Antes de que marinillos y santuarianos crearan a partir de mediados de los 90 la enmarañada red de laberintos para conectar sus negocios y armar, local a local, centros comerciales con tantas entradas y salidas como una rosa de los vientos, en el germen de lo que sería El Hueco, los comerciantes se las ingeniaron para solucionar las necesidades de los habitantes de Medellín –y crear nuevas– desde diminutas piezas de hoteles viejos como el Monserrate y la Montaña donde embutían cientos de cajas de mercancías traídas desde San Andrés, sin más estrategia de mercadeo que el voz a voz que corría por los barrios con el anuncio de que ahí era posible encontrar todo lo que una familia paisa pudiera imaginar en ese entonces y a un precio alcanzable.

Luego llegaron los sanandresitos y posteriormente se erigieron los centros comerciales pioneros en Maturín, Pichincha, Carabobo, Cúcuta y Ayacucho. Con los contenedores descargando insumos y mercancías a toneladas y las fábricas propias trabajando a todo vapor, los comerciantes entendieron que para destacar entre la feroz competencia había que hacerse notar. Empezaron a florecer las boutiques. Salir del pequeño local en busca del almacén esquinero, en los puntos más concurridos, se convirtió en señal de prosperidad. Pero, nuevamente, hubo que dar un timonazo.

El Hueco se reinventa y ahora conquista mercados de otras ciudades desde bodegas escondidas y redes sociales

La pandemia obligó a cientos de comerciantes a atrincherarse nuevamente en pequeños locales, en los pisos superiores de los edificios y centros comerciales, en rincones, en bodegas desprovistas de todo lujo o notoriedad. Sin embargo, el reacomodo llegó con estrategia.

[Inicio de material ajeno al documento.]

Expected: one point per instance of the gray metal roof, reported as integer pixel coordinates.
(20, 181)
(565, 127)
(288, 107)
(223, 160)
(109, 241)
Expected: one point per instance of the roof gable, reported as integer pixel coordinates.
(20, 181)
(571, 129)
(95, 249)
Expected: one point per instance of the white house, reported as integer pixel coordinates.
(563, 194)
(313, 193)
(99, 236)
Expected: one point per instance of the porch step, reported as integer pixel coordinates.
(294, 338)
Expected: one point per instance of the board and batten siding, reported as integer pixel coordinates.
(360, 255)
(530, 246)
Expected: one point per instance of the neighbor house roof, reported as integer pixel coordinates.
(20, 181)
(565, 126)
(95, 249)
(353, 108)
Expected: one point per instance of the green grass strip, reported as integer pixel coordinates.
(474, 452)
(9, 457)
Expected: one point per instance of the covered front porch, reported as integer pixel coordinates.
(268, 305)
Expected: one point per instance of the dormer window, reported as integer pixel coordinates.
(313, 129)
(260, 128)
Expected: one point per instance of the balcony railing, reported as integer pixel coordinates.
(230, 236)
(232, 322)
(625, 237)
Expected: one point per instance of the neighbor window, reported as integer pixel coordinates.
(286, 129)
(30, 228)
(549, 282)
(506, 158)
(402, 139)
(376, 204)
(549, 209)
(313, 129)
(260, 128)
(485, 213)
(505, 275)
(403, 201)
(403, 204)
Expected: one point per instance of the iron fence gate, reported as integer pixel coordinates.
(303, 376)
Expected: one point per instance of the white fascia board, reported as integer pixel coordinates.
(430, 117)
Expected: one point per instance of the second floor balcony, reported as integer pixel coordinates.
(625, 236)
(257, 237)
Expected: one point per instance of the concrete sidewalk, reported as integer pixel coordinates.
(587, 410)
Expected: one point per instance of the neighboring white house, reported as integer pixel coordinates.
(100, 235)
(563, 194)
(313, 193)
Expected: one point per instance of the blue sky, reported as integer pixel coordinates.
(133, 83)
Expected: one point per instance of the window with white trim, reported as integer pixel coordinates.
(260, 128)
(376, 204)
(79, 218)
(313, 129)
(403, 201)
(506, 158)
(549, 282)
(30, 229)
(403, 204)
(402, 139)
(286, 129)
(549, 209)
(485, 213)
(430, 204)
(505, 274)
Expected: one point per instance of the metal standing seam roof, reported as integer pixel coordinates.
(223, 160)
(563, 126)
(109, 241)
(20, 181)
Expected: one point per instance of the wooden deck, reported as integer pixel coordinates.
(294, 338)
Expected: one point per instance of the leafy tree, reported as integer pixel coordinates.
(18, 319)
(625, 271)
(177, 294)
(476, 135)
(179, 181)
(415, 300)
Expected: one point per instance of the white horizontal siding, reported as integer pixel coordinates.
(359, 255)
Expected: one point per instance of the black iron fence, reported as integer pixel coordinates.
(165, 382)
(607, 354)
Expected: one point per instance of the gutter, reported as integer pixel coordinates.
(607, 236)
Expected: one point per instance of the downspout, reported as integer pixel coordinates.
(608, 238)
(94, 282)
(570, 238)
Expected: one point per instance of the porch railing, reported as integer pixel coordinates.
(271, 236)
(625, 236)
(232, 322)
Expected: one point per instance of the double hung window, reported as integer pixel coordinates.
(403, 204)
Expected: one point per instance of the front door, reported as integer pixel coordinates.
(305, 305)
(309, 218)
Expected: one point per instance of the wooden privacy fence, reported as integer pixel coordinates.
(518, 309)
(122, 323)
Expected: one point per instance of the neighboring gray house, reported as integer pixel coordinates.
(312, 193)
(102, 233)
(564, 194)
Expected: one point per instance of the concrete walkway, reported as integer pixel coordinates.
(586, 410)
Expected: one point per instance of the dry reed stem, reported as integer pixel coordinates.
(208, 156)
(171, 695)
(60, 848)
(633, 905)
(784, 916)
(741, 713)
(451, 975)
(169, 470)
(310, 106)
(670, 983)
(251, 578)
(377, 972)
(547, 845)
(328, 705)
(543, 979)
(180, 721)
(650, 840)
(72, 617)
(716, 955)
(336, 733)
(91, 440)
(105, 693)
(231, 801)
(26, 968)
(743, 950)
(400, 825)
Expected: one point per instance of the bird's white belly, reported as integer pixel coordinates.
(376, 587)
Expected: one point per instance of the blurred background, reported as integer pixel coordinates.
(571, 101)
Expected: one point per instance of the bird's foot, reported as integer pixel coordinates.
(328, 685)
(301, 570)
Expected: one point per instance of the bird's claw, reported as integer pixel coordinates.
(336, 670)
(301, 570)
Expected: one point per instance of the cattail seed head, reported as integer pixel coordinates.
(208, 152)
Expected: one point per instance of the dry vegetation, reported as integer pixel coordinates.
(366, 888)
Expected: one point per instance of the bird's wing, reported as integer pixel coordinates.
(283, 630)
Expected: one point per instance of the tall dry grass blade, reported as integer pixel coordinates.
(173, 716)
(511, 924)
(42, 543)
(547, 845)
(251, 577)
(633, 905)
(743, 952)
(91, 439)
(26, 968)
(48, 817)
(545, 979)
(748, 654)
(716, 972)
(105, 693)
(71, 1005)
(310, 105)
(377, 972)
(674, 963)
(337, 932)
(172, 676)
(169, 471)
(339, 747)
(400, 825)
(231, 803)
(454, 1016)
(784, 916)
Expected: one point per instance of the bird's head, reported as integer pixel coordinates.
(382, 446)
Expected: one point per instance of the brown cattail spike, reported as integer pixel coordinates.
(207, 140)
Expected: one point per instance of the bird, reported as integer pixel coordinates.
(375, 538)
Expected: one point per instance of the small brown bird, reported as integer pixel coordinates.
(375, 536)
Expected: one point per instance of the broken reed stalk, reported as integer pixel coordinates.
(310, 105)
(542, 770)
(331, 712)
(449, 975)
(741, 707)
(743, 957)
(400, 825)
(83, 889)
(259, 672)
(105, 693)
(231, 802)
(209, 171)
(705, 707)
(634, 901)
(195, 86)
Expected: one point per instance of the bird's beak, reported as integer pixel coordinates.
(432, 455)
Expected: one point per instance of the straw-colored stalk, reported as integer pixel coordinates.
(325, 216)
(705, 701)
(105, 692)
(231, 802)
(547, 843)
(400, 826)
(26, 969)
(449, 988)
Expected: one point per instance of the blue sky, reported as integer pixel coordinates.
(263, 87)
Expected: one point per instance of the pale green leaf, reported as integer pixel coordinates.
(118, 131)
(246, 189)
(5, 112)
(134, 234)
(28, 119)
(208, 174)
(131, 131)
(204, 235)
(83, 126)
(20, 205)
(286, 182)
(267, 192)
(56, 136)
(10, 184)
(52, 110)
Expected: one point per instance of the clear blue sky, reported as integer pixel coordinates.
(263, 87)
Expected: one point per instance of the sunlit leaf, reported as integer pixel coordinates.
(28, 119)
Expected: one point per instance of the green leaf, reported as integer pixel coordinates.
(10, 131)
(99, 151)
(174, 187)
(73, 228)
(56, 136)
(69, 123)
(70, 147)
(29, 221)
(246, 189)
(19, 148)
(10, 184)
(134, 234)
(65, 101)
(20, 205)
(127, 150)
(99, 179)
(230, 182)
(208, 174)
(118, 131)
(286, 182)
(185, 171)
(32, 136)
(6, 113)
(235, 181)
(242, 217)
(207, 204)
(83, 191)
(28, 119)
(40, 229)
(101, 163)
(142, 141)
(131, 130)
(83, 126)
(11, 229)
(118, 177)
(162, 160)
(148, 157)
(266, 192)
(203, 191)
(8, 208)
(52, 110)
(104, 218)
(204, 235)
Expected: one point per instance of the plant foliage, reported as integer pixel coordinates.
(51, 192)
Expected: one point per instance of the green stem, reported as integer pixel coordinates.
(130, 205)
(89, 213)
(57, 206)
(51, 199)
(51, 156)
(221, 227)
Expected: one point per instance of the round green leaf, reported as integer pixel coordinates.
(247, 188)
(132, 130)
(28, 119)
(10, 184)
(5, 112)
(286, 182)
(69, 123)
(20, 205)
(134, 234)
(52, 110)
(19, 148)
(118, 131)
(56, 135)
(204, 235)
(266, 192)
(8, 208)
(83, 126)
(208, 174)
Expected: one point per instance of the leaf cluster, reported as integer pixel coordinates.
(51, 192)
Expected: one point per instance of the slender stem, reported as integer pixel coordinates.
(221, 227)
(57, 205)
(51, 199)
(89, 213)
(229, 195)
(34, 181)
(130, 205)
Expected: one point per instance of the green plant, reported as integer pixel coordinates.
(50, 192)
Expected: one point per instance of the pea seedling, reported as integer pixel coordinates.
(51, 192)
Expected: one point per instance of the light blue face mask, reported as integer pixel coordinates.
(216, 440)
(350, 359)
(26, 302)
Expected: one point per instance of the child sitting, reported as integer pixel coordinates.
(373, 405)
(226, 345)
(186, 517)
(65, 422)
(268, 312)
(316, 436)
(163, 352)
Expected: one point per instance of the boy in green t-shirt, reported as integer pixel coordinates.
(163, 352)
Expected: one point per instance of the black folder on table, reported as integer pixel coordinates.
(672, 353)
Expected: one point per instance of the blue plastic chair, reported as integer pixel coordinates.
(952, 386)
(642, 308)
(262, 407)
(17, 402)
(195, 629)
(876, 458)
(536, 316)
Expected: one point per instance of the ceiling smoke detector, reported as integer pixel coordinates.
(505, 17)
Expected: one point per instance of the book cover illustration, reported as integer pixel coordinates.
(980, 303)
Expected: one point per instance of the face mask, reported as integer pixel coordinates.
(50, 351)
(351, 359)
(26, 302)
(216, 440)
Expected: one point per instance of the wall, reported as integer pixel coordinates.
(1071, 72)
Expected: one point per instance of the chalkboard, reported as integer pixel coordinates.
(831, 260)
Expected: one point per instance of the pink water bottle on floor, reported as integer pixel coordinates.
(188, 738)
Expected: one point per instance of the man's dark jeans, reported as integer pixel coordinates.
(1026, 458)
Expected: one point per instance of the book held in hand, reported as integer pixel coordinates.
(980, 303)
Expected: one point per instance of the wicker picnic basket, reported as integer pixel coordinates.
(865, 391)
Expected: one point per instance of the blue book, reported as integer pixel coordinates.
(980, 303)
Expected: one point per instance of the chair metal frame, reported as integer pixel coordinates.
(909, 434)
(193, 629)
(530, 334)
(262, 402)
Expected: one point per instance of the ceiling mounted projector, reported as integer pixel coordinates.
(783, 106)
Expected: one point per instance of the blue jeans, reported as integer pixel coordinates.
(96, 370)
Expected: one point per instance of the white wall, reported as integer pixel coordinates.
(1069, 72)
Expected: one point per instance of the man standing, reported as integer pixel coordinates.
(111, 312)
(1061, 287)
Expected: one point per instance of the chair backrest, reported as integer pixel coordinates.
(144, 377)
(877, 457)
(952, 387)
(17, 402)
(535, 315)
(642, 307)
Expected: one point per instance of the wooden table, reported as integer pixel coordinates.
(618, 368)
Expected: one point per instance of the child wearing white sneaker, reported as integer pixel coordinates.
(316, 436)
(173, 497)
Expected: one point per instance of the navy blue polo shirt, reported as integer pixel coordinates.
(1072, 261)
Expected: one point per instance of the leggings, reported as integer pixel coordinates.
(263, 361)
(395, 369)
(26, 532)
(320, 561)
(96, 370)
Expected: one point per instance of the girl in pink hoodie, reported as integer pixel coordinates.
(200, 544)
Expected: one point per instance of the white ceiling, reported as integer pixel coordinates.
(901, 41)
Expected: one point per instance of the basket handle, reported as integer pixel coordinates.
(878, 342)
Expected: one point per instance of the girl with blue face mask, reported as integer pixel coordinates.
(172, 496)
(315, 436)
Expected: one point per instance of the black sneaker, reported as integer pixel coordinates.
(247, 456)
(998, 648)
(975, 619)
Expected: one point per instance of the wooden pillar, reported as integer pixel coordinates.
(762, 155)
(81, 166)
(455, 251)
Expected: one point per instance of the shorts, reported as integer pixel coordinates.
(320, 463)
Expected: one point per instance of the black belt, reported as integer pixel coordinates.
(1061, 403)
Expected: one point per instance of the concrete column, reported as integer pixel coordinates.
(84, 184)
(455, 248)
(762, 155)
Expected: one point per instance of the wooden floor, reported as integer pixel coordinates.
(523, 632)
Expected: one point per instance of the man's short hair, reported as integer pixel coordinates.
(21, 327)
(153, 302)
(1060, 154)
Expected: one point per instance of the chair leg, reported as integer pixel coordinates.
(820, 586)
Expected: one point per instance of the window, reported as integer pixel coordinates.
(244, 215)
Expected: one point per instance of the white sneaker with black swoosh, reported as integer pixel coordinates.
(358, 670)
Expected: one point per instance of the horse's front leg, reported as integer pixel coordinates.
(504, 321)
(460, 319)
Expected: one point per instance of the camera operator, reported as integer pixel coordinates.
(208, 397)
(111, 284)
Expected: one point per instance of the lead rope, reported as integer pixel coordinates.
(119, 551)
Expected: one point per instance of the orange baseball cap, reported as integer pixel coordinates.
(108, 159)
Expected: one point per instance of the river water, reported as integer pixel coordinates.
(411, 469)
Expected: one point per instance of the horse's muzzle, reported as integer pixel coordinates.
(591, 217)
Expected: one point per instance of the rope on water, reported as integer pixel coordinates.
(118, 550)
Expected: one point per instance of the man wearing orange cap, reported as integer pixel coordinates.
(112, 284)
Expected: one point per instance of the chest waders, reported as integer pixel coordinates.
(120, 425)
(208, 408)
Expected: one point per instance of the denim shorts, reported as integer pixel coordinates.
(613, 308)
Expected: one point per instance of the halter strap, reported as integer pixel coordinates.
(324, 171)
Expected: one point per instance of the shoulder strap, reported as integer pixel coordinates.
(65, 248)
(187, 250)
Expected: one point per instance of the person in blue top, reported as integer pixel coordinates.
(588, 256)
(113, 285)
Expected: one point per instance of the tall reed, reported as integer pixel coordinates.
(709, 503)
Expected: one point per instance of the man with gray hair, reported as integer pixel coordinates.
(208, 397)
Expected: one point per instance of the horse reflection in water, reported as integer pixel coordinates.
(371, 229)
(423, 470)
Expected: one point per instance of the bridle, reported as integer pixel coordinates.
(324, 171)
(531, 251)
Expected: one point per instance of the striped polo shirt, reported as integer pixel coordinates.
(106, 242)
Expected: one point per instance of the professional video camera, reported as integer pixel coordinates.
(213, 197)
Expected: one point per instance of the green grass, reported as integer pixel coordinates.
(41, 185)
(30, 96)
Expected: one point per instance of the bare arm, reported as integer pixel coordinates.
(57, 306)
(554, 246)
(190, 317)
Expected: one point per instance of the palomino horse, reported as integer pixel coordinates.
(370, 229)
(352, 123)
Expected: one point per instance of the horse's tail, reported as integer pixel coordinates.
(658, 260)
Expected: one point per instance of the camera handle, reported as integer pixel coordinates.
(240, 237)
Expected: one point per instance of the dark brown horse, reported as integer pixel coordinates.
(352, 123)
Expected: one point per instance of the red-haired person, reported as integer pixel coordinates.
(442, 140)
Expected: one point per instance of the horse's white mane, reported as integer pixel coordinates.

Cuenta Daniel Manzano, director ejecutivo de Asoguayaquil, que a pesar de que muchos no tenían experiencia previa en estrategias de mercadeo digital, la intuición los fue llevando entre ensayo y error a moverse en las redes sociales hasta lograr consolidar en los últimos cuatro años un completa estrategia de promoción que llevó a El Hueco a trascender las fronteras de Medellín. “Los empresarios fueron muy ágiles en entender cuáles eran las transformaciones necesarias para sobrevivir y crecer. Entonces adoptaron un modelo que les permitía mantenerse fuerte operando desde bodegas como punto de atención y moviéndose en redes sociales descubriendo un potencial de ventas casi impensado”, explica Manzano.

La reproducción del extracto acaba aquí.